NIMY

Mons: quand le petit patrimoine wallon touche le fond

Depuis hier le long du canal du Centre, on peut observer un bateau en drôle de posture. Les Deux Sœurs, bateau historique garé depuis des années à Nimy, semblait en train de couler.

C’est une vieille péniche rouillée que les promeneurs habitués du Grand large et du Canal du Centre ne remarquent même plus. Son nom: Les Deux Soeurs, amarrée à Nimy (Mons) le long du canal, à deux pas de la place du village. Mais depuis hier, sa posture a de quoi interpeller: sa proue est pointée vers le ciel tandis que l'arrière du bateau, inondé, touche le fond. 

Le navire est-il en train de couler? Non: "il ne flotte en réalité déjà plus. C'est sans doute un support qui est parti", nous explique Marc Michaux, directeur des voies hydrauliques de Mons, à qui nous apprenons la nouvelle. Ce bateau, inapte à la navigation, est mis en cale et repose sur des supports de 7 à 8 tonnes, depuis une bonne dizaine d'années. 

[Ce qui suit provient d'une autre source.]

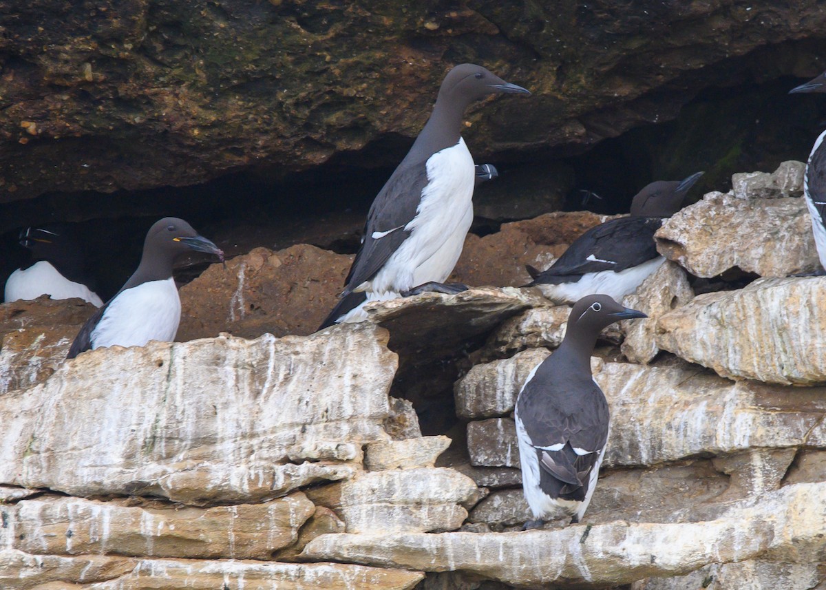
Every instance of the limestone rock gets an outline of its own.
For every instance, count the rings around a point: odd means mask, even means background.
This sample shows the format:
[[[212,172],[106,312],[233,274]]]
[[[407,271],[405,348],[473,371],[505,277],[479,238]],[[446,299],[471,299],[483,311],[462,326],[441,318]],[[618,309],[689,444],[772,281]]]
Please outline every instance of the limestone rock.
[[[817,270],[819,261],[801,198],[752,198],[710,193],[664,221],[657,249],[698,277],[739,269],[761,277]]]
[[[450,445],[447,436],[424,436],[404,440],[381,440],[367,445],[364,467],[370,471],[433,467]]]
[[[657,320],[663,313],[686,305],[694,298],[686,271],[666,260],[637,290],[626,295],[623,305],[639,310],[647,318],[628,320],[620,325],[625,334],[620,350],[632,363],[648,363],[660,351],[654,340]]]
[[[6,553],[6,552],[3,552]],[[2,559],[2,554],[0,554]],[[424,578],[419,572],[398,569],[369,568],[345,564],[279,564],[245,560],[206,559],[140,559],[129,562],[106,564],[109,570],[101,579],[103,572],[93,569],[78,572],[84,561],[81,558],[64,559],[52,564],[54,559],[31,558],[20,567],[21,575],[26,575],[30,584],[21,583],[15,569],[10,569],[12,583],[5,588],[33,588],[33,590],[216,590],[222,588],[277,588],[278,590],[410,590]],[[24,558],[25,559],[25,558]],[[36,565],[42,560],[43,565]],[[85,559],[89,563],[91,559]],[[69,563],[65,563],[69,562]],[[2,562],[0,562],[2,563]],[[93,565],[97,565],[93,562]],[[24,569],[25,567],[25,569]],[[59,568],[60,568],[59,569]],[[72,568],[72,569],[69,569]],[[0,573],[0,576],[2,574]],[[61,583],[49,585],[47,581],[59,579]],[[0,580],[2,578],[0,577]],[[35,584],[37,584],[36,586]],[[44,584],[44,585],[40,585]]]
[[[698,296],[660,317],[657,345],[724,377],[826,382],[824,297],[822,277],[760,279]]]
[[[701,522],[619,521],[515,533],[327,535],[311,541],[304,554],[461,571],[532,588],[560,583],[615,586],[780,554],[813,563],[826,548],[824,521],[826,483],[799,483],[739,502]]]
[[[547,176],[547,171],[543,174]],[[514,194],[510,180],[507,190]],[[475,207],[475,195],[473,202],[476,214],[484,216]],[[554,212],[505,223],[499,231],[484,237],[468,234],[450,280],[468,285],[521,287],[531,280],[525,264],[544,270],[571,242],[610,218],[588,211]]]
[[[225,266],[212,264],[181,288],[177,340],[311,334],[335,305],[352,261],[300,244],[278,252],[255,248]]]
[[[729,478],[709,459],[644,469],[603,470],[583,522],[686,522],[710,520],[725,510],[724,502],[748,497],[751,489],[732,490]],[[733,472],[753,473],[747,469]],[[772,479],[779,484],[780,479]],[[768,487],[771,488],[771,487]],[[776,489],[776,485],[774,487]],[[764,491],[762,489],[760,490]],[[495,527],[521,525],[532,518],[521,487],[491,492],[471,511],[468,520]],[[567,526],[561,512],[546,528]]]
[[[510,467],[477,467],[468,463],[453,469],[472,479],[479,488],[512,488],[522,484],[520,470]]]
[[[468,420],[513,412],[528,375],[549,355],[546,349],[530,349],[510,359],[473,366],[453,388],[456,414]]]
[[[313,539],[322,535],[344,533],[346,530],[347,526],[335,512],[325,507],[316,506],[316,511],[298,532],[298,540],[294,545],[273,553],[273,558],[278,561],[299,561],[301,551]]]
[[[51,375],[96,307],[81,299],[0,304],[0,395]]]
[[[571,307],[537,306],[504,322],[491,336],[487,346],[494,354],[511,356],[526,348],[556,348],[565,337]]]
[[[805,162],[781,162],[771,174],[766,172],[743,172],[731,177],[732,193],[737,198],[783,198],[803,194]]]
[[[23,551],[0,550],[0,587],[8,590],[57,588],[74,590],[74,583],[93,584],[116,579],[132,571],[138,560],[115,555],[31,555]],[[87,586],[86,588],[89,588]],[[55,586],[48,586],[51,590]]]
[[[387,436],[387,337],[362,325],[84,353],[0,397],[0,483],[209,504],[348,477]]]
[[[29,554],[267,559],[316,507],[298,492],[263,504],[183,510],[42,497],[0,508],[4,546]]]
[[[335,511],[349,533],[425,532],[458,529],[468,516],[459,504],[476,491],[458,471],[420,468],[359,473],[306,493]]]
[[[519,445],[513,419],[491,418],[469,423],[468,452],[472,465],[519,467]]]
[[[388,346],[401,359],[394,393],[403,392],[420,412],[431,402],[442,402],[458,377],[457,361],[468,350],[482,346],[507,318],[542,304],[532,293],[506,287],[456,295],[425,293],[370,303],[365,310],[368,322],[390,331]]]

Le SPW en hérita quand la Compagnie du Canal du Centre, ancien partenaire touristique, a connu des difficultés financières. Il fut stocké à Nimy et ne bougea plus depuis. En attendant d'avoir les moyens de s'occuper de ce bateau historique.

Un bateau historique

Car Les Deux Soeurs, ce n'est pas un quelconque rafiot abandonné. Il s'agit d'un des derniers "sabots", ou "baquets de Charleroi". Ce sont des péniches qui avaient été construites spécialement pour la navigation sur le premier canal Charleroi-Bruxelles, de petit gabarit. Elles furent conçues par un certain Jean-Baptiste Vifquain, s'inspirant des "narrowboats" du réseau des canaux d'exploitation des houillères anglaises.

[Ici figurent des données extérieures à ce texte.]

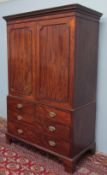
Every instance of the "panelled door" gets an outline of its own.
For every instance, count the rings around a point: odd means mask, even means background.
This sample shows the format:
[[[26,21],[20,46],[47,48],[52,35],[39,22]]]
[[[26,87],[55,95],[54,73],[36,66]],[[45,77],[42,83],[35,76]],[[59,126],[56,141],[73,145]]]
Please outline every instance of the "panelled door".
[[[73,92],[75,19],[37,23],[38,93],[46,104],[70,107]]]
[[[9,93],[35,98],[35,23],[11,24],[8,27]]]

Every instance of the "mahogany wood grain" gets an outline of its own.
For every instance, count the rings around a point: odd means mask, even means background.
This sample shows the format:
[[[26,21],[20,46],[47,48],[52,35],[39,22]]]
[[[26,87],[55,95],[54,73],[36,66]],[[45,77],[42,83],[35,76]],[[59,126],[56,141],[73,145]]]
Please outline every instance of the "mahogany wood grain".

Les Deux Soeurs a été construit en 1912 à Willebroek. Il mesure 19,50 m de long sur 2,66 m de large, d'une capacité de 300 tonnes et transportait de tout, allant du charbon aux céréales. 

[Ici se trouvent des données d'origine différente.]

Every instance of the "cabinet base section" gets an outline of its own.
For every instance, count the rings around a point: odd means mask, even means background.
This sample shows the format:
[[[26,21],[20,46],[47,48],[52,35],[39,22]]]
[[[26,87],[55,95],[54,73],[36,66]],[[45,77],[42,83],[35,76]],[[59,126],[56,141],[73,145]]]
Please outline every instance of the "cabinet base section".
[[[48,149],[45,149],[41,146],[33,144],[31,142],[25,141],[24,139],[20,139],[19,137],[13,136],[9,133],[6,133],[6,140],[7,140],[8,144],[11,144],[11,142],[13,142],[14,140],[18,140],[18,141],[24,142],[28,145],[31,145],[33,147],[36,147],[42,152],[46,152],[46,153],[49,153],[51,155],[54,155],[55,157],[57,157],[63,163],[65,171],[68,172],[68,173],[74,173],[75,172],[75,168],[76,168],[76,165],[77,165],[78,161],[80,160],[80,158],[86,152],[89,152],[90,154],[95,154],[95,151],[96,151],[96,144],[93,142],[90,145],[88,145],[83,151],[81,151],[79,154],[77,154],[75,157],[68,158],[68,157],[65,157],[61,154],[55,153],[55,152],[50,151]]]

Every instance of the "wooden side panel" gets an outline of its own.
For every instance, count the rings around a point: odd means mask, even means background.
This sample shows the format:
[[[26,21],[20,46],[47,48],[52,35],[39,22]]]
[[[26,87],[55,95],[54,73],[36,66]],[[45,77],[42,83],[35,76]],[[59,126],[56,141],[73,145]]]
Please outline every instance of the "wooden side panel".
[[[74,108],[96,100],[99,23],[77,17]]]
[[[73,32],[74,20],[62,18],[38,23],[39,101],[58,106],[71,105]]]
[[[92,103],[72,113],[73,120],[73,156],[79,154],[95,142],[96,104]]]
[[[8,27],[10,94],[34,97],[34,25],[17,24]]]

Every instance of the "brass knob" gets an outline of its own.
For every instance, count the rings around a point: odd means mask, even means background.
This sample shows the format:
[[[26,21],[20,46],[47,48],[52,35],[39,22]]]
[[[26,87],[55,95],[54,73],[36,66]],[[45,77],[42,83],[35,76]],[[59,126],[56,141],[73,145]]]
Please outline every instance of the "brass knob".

Dans les années 1900, environ 1500 baquets navigaient en Belgique. Il n'en reste plus que cinq exemplaires: deux à Bruxelles, un en Flandre, exposé au MAS à Anvers, et deux en Wallonie: Les Deux Soeurs et un autre sabot placé à l'écluse de Thieu, en aval de l'ancien ascenseur hydraulique, à côté de la maison éclusière de Thieu.

Pas une priorité

Que va-t-il advenir du Deux Soeurs? Pas question de le retaper pour la navigation: la cale sèche n'est plus en état, nous indique Marc Michaux. "Ce que nous pouvons faire, c'est le sortir complètement de l'eau, le dérouiller et l'exposer tel quel. Je verrai bien ce bateau près du Grand Large et d'une ancienne écluse, qui n'est plus utilisée également".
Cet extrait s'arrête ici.